Um... so, I'm not sure how much else I want to say about the plot. Except, the DVD I got is a double feature with Cloak & Dagger (which I watched the night before I watched this). That movie had a scene with killers chasing a kid on a tour boat, so I thought it was amusing that this movie had a scene with Putnam chasing the kids on a tour bus. I definitely thought the chase was more fun in this movie, but on the other hand, the stakes weren't as high, since Putnam didn't want to kill them. Of course, Jimmy eventually gets to his tournament, and quickly becomes one of the top three finalists. (Another finalist was a kid named Lucas, who they'd met earlier in their travels. He was the one with the Power Glove I mentioned, and became Jimmy's only real rival.) I won't say who won the tournament, but even when it was over, there was one more important scene before the end of the movie, which was about Jimmy doing what he had to do to obtain closure over his sister's death.

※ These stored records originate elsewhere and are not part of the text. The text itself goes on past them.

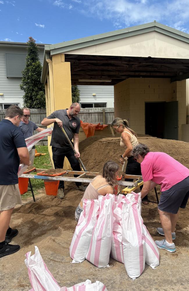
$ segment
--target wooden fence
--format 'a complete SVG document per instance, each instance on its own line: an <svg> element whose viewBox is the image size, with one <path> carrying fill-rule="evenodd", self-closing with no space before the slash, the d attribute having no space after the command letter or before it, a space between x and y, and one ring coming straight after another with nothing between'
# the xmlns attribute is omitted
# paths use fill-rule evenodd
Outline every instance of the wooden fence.
<svg viewBox="0 0 189 291"><path fill-rule="evenodd" d="M6 111L6 110L4 109L0 109L0 121L4 118ZM43 118L47 117L45 109L31 109L30 113L31 120L35 122L39 127L46 128L47 127L43 126L41 124ZM114 119L114 109L113 108L81 108L78 116L83 122L110 124ZM43 139L38 144L40 145L47 145L47 137Z"/></svg>

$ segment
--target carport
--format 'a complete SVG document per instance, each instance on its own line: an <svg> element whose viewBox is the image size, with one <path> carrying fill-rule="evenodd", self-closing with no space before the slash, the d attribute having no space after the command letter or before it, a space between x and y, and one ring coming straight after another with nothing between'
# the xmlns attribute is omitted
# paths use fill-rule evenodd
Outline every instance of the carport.
<svg viewBox="0 0 189 291"><path fill-rule="evenodd" d="M47 114L71 103L71 85L113 85L115 116L138 134L181 140L189 35L153 22L46 45Z"/></svg>

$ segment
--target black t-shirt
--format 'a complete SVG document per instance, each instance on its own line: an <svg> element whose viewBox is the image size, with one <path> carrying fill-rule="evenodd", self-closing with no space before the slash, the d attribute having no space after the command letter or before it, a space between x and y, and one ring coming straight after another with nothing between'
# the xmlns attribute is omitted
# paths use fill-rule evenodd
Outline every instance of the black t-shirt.
<svg viewBox="0 0 189 291"><path fill-rule="evenodd" d="M0 185L17 184L20 158L17 149L26 147L24 134L10 120L3 119L0 136Z"/></svg>
<svg viewBox="0 0 189 291"><path fill-rule="evenodd" d="M53 119L58 118L62 121L63 127L70 141L73 138L74 133L79 133L80 125L80 119L77 116L70 119L67 114L67 109L57 110L53 112L47 118ZM51 146L55 148L65 148L70 147L60 127L57 122L54 124L53 130L51 136Z"/></svg>

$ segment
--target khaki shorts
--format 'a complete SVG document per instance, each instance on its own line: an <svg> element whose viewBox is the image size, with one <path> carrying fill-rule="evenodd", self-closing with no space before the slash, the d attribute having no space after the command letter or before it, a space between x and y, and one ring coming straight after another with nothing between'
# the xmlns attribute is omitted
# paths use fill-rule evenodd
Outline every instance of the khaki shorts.
<svg viewBox="0 0 189 291"><path fill-rule="evenodd" d="M0 211L8 210L17 204L22 204L18 184L0 185Z"/></svg>

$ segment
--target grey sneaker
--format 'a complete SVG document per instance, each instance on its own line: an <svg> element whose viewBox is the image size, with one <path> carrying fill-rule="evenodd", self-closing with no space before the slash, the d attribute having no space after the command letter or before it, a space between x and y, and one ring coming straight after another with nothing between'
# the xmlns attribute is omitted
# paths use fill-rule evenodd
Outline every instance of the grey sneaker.
<svg viewBox="0 0 189 291"><path fill-rule="evenodd" d="M80 191L83 191L83 192L85 191L87 188L86 186L83 186L82 185L81 185L81 186L77 186L77 189L78 190L79 190Z"/></svg>
<svg viewBox="0 0 189 291"><path fill-rule="evenodd" d="M157 230L159 234L161 235L165 235L163 230L162 228L158 227ZM174 240L176 238L176 234L175 233L171 233L171 234L172 234L172 239Z"/></svg>
<svg viewBox="0 0 189 291"><path fill-rule="evenodd" d="M59 188L58 189L58 197L60 199L63 199L64 198L64 192L63 188Z"/></svg>
<svg viewBox="0 0 189 291"><path fill-rule="evenodd" d="M165 239L162 240L155 240L155 243L156 245L159 249L163 249L166 250L170 253L174 253L176 251L176 248L174 242L170 245L168 245L165 241Z"/></svg>

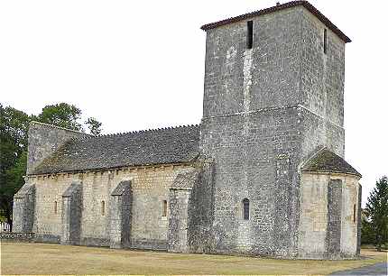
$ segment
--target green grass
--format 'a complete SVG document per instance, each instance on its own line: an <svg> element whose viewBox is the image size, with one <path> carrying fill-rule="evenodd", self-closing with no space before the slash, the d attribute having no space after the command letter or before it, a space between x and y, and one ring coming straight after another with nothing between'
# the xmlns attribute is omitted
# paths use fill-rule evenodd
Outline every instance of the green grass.
<svg viewBox="0 0 388 276"><path fill-rule="evenodd" d="M1 244L0 274L328 274L387 261L362 250L355 261L291 261L180 254L48 244Z"/></svg>

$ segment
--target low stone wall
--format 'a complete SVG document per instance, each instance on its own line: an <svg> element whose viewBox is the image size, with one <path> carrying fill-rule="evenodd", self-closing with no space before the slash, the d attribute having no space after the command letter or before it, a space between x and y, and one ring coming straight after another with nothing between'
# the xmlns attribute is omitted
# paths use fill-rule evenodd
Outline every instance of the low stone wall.
<svg viewBox="0 0 388 276"><path fill-rule="evenodd" d="M2 242L33 243L34 237L34 233L0 233L0 241Z"/></svg>

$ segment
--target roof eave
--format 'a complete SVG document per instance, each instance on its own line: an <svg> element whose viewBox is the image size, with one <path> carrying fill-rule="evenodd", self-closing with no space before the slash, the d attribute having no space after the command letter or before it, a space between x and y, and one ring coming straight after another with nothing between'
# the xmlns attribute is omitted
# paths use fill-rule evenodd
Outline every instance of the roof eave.
<svg viewBox="0 0 388 276"><path fill-rule="evenodd" d="M260 16L267 14L271 14L273 12L288 9L291 7L295 7L298 5L304 6L307 10L309 10L311 14L313 14L315 16L317 16L318 19L319 19L325 25L328 26L331 31L333 31L342 41L345 41L345 43L351 42L349 37L347 37L344 32L342 32L341 30L339 30L334 23L332 23L325 15L323 15L316 7L314 7L311 4L309 4L308 1L291 1L288 3L284 3L282 5L274 5L266 9L252 12L249 14L238 15L236 17L231 17L227 19L224 19L221 21L214 22L211 23L204 24L200 27L203 31L208 31L210 29L214 29L222 25L226 25L232 23L236 23L242 20L253 18L255 16Z"/></svg>
<svg viewBox="0 0 388 276"><path fill-rule="evenodd" d="M356 176L358 178L362 178L363 176L358 171L356 172L349 172L349 171L338 171L338 170L301 170L302 172L310 172L310 173L323 173L323 174L347 174L347 175L353 175Z"/></svg>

And... other than that, all I can say is there are things I found amusing in the movie (some intentionally, and some unintentionally). And there were some genuinely heartwarming things. Sort of. There were also things that simply made no sense, and things that were just plain lame (without becoming humorous through their lameness), and some jokes or other lines that just... fell flat. And pretty much the whole runaway road trip was ill-conceived, and set a bad example for kids. But after all, I think it's true of most movies, that characters can be rooted for even when they're doing things they absolutely should not do in real life. In fact, the one line I remembered best from when I first watched the movie years ago... is Haley falsely accusing Putnam of something that in real life it would be truly horrible to falsely accuse someone of. (And she did it twice! He's damn lucky he only ended up with a black eye because of it.) Of course, Putnam made it clear to the audience very early in the movie that he was a bad guy, who did things he shouldn't do in the course of his job. But the fact is, he was just doing his job, and yet just because he's been cast as "the bad guy," it's supposed to be funny to see "the good guys" do things to him that were worse than anything he did. I think I find it less amusing now than I probably did when I was a kid, though I suspect that even then, I may have had a problem with it. (I forget.) Nevertheless, on the whole I liked the movie, both ironically and unironically. Maybe that's partly due to nostalgia. Partly it's because I like the cast (at least the actors I've specifically named). And partly because it's so uncool. And uncool is cool, dammit.